Da esquerda para a direita:Assistente de Pesquisa Ruben Garcia-Ordonez, Pesquisador Associado Jie Zheng, Professor Pat Griffin, Assistente de Pesquisa Scott Novick, Cientista da equipe Mi Ra Chang. Crédito:The Scripps Research Institute
Usando tecnologia avançada de espectrometria de massa, cientistas do campus da Flórida do The Scripps Research Institute (TSRI) desenvolveram um modelo molecular que pode fornecer uma nova estrutura para melhorar o design de tratamentos para osteoporose.
"Por causa do envelhecimento da nossa população, esses tipos de terapêutica estão em grande demanda, "disse o líder do estudo, Patrick R. Griffin, co-presidente do Departamento de Medicina Molecular da TSRI. A pesquisa foi publicada hoje na revista. Nature Communications .
Usando uma tecnologia conhecida como HDX, que o laboratório Griffin impulsionou para a análise de proteínas convencionais, os cientistas entregaram os primeiros instantâneos dinâmicos de um alvo principal para tratamentos de osteoporose:um receptor que regula os níveis de cálcio para manter ossos saudáveis.
O uso de medicamentos atuais que têm como alvo esse receptor - chamados de agonistas do receptor da vitamina D - é limitado porque o uso pode resultar em hipercalcemia, uma condição que pode enfraquecer os ossos e até mesmo causar pedras nos rins, devido ao excesso de cálcio na corrente sanguínea.
Para resolver este problema, os cientistas precisam de uma imagem mais clara da estrutura do receptor da vitamina D. O complexo receptor de vitamina D regula a mineralização óssea controlando um gene conhecido como BGLAP que é o alvo de 1α, 25-dihidroxivitamina D3 (1, 25D3), a versão hormonal ativa da vitamina D. Infelizmente, níveis aumentados de 1, 25D3 também ativa um gene regulador de cálcio chamado TRPV6, o que leva à hipercalcemia.
Griffin e seus colegas esperam eliminar essa ameaça desenvolvendo 1, Análogos de 25D3 (conhecidos como ligantes dissociados do receptor da vitamina D ou VDRMs) que têm como alvo diferencial os genes BGLAP, evitando TRPV6.
"A ideia é que, se pudéssemos tirar uma impressão digital de como esses vários ligantes interagem com o receptor de vitamina D, poderíamos fornecer uma espécie de roteiro para ajudar a desenvolver aqueles que apenas desencadeiam o gene de não hipercalcemia, "Griffin disse.
Até agora, o desenvolvimento de compostos mais seletivos foi dificultado pelo fato de que ninguém entendeu o mecanismo estrutural que os faz funcionar.

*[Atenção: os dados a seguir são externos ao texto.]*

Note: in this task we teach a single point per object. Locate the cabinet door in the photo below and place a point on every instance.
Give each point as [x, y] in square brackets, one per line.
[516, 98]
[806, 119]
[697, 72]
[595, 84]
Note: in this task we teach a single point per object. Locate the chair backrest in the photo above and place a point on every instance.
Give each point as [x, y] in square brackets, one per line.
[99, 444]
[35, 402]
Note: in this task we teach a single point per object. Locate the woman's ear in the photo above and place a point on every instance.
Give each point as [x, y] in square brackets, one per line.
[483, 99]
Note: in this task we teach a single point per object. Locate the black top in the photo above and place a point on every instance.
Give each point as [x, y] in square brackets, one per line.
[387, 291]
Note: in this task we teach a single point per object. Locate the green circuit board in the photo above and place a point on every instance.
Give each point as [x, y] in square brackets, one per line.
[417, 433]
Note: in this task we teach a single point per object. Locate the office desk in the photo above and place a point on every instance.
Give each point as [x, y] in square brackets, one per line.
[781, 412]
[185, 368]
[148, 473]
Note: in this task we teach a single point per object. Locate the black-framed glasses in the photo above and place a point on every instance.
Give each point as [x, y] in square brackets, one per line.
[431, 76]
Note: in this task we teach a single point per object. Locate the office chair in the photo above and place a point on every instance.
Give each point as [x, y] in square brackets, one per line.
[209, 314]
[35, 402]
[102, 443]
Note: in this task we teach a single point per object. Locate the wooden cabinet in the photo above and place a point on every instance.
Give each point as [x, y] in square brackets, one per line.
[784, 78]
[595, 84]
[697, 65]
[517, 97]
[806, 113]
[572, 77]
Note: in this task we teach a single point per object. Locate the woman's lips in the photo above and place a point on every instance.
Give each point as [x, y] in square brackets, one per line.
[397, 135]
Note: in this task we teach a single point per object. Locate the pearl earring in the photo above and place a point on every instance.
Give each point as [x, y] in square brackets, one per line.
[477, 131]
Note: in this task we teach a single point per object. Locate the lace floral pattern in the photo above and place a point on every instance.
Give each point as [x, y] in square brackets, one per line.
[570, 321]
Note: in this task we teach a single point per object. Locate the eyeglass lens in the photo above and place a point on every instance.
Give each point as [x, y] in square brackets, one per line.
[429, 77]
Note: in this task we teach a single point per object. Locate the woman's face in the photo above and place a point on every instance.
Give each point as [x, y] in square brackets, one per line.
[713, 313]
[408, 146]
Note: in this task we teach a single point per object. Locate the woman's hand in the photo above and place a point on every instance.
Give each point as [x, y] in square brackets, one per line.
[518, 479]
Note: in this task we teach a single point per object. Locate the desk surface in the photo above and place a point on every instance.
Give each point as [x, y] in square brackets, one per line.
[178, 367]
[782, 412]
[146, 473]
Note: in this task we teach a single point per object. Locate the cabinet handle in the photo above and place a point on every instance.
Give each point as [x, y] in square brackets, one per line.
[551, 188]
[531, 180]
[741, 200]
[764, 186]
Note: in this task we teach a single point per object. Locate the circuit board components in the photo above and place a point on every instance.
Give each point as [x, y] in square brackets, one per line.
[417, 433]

"Este estudo mostra que é possível desenvolver uma droga que pode alterar certos aspectos do complexo para evitar a ativação problemática do TRPV6 - e o estudo aponta para novas maneiras de projetar potenciais terapêuticos para tratar a osteoporose com segurança e mais eficácia, "Griffin observou.
Griffin e seus colegas realizaram um estudo biofísico comparativo detalhado em centenas de compostos, todos com estruturas químicas distintas.
"Nossos resultados fornecem instantâneos de conjuntos conformacionais distintos do receptor, que permite adotar diferentes orientações, dependendo da estrutura composta, Ligação de DNA e co-ativador, "disse o pesquisador associado da TSRI Jie Zheng, o primeiro autor do estudo. "Este estudo mostra o mecanismo molecular de um modulador seletivo do receptor da vitamina D versus agonistas e como eles conduzem diferentes interações com co-reguladores quando associados a DNAs específicos para sequências."
Os cientistas usaram espectrometria de massa de troca de hidrogênio-deutério (HDX), de alta precisão, técnica de mapeamento de alta sensibilidade que provou ser um método robusto para sondar a dinâmica conformacional ou de mudança de forma de proteínas no contexto de interações ligante e proteína / proteína.
HDX pode mostrar as regiões específicas do complexo de proteínas que são alteradas na interação com ligantes específicos, neste caso, o complexo receptor de vitamina D, informações que podem ser usadas para inferir mudanças estruturais que são o resultado de uma interação específica.